5.22. In tema di reati sessuali, peraltro, tale valutazione risente della particolare dinamica delle condotte il cui accertamento, spesso, deve essere svolto senza l'apporto conoscitivo di testimoni diretti diversi dalla stessa vittima.

5.23. In questi casi, dunque, la deposizione della persona offesa può essere assunta anche da sola come fonte di prova della colpevolezza, ove venga sottoposta ad un'indagine positiva sulla credibilità soggettiva ed oggettiva di chi l'ha resa, dato che in tale contesto processuale il più delle volte l'accertamento dei fatti dipende necessariamente dalla valutazione del contrasto delle opposte versioni di imputato e parte offesa, soli protagonisti dei fatti, in assenza, non di rado, anche di riscontri oggettivi o di altri elementi atti ad attribuire maggiore credibilità, dall'esterno, all'una o all'altra tesi (Sez. 4, n. 30422 del 21/06/2005, Rv. 232018; Sez. 4, n. 44644 del 18/10/2011, Rv. 251661).

5.24.Non è pertanto giuridicamente corretto fondare il giudizio di inattendibilità della testimonianza della persona offesa sul solo dato dell'oggettivo contrasto con le altre prove testimoniali, sopratutto se provenienti da persone che non hanno assistito al fatto. Ciò equivarrebbe a introdurre, in modo surrettizio, una gerarchia tra fonti di prova testimoniali che non solo è esclusa dal codice di rito ma che sottende una valutazione di aprioristica inattendibilità della testimonianza della persona offesa che, come detto, non è ammissibile.

5.25. Nel caso di specie, esclusa, come detto, ogni patologia che possa aver influito sulla capacità della persona offesa di rendere testimonianza, valutate in modo niente affatto illogico le ragioni per le quali è stato esclusa la tesi della falsa incolpazione, il giudizio di attendibilità della persona offesa è stato espresso dai giudici di primo e secondo grado in base ai corretti canoni di giudizio sopra indicati ed all'esito di un percorso motivazionale che non è contraddistinto nè da atti di fede a favore della vittima, nè da alchimie argomentative, salti logici o travisamenti di sorta, ma costituisce, piuttosto, il fisiologico approdo di un esame doveroso, coordinato e complessivo di tutto il compendio probatorio sollecitato anche dalle considerazioni critiche della difesa in ordine alla eccepita tendenza naturale della bambina dell'epoca di raccontare bugie.

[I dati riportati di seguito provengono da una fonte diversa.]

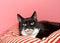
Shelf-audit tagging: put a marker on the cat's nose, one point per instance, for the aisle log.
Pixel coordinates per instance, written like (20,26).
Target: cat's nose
(28,26)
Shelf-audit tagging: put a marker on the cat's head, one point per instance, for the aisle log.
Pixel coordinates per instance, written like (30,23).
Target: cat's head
(28,23)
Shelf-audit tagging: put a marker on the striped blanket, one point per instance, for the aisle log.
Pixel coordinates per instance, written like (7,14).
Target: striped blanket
(13,38)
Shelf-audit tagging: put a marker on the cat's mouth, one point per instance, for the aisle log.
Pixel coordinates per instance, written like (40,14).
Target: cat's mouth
(29,31)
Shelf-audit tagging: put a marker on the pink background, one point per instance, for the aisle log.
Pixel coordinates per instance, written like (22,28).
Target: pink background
(46,10)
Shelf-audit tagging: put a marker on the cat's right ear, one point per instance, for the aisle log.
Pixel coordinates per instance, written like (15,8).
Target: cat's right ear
(20,18)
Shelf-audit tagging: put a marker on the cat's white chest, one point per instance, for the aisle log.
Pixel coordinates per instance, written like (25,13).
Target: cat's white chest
(33,33)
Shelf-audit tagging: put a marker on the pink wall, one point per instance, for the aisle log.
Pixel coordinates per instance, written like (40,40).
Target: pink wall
(46,10)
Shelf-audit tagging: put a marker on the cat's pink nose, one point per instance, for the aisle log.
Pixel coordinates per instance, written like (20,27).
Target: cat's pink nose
(28,30)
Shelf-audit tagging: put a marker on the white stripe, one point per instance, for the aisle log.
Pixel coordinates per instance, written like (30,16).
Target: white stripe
(18,39)
(22,39)
(31,40)
(27,40)
(52,35)
(9,41)
(37,41)
(56,39)
(53,38)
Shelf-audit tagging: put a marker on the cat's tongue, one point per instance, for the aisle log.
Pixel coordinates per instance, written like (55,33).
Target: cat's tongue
(28,30)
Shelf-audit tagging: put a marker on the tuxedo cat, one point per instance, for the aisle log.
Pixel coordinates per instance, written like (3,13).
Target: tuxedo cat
(31,27)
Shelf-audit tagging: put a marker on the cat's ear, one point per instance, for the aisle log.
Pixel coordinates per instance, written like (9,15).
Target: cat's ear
(20,18)
(34,15)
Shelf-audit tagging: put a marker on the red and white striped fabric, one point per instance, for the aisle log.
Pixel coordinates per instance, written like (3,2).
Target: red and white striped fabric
(11,38)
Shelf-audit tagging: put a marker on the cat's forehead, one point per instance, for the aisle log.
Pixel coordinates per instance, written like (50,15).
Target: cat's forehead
(28,19)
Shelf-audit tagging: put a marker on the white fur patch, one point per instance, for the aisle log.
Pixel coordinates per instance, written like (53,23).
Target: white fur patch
(33,33)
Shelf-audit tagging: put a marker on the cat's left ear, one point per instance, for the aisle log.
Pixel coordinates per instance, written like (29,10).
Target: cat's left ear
(34,15)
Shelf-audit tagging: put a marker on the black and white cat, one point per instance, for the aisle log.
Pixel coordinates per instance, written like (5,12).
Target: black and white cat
(31,27)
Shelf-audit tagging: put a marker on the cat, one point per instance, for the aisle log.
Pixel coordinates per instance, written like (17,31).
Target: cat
(38,29)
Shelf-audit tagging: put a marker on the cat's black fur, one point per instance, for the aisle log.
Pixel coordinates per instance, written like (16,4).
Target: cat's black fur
(46,27)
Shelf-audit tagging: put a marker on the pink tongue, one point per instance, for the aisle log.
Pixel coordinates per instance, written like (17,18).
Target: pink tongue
(28,30)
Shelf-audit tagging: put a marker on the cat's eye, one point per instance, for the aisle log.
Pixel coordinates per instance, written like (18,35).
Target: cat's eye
(32,23)
(24,24)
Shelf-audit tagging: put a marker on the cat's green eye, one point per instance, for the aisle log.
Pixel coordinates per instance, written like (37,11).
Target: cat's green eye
(32,23)
(24,24)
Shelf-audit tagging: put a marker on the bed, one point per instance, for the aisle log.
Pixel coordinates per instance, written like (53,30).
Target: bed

5.26. I primi due motivi di ricorso sono perciò infondati.

6. Anche il terzo motivo di ricorso è infondato.

6.1. Il ricorrente eccepisce il travisamento della testimonianza della L. che, con riferimento all'episodio del gioco del solletico posto in essere a (OMISSIS) nell'estate del (OMISSIS), non aveva mai parlato di toccamenti delle parti intime, tanto meno del seno.

6.2. L'argomento era stato oggetto del quarto motivo di appello con il quale l'imputato, pur ammettendo di aver toccato il seno della (allora) bambina, aveva escluso la valenza sessuale del gesto perchè la L.A. aveva affermato di non aver all'epoca dato peso al gesto.

6.3.In questa sede l'argomento viene riproposto sotto la diversa veste del vizio di motivazione (travisamento della prova) e della violazione di legge.

6.4.Osserva il Collegio che non v'è alcun travisamento della prova, avendo dato atto la Corte di appello, di toccamenti (ripetuti) del seno già richiamati dal Tribunale di Napoli e inammissibilmente smentiti dall'imputato solo con l'odierno ricorso.

6.5.La valenza sessuale di tali toccamenti è indubbia sotto ogni profilo, avendo l'imputato attinto una zona erogena a fine di concupiscenza che gli sviluppi successivi (a tal fine valorizzati in sede di merito) avrebbero inequivocabilmente dimostrato.

P.Q.M.
Rigetta il ricorso e condanna il ricorrente al pagamento delle spese processuali.

In caso di diffusione del presente provvedimento omettere le generalità e gli altri dati identificativi a norma del D.Lgs. n. 196 del 2003, art. 52 in quanto imposto dalla legge.

Così deciso in Roma, il 30 settembre 2014.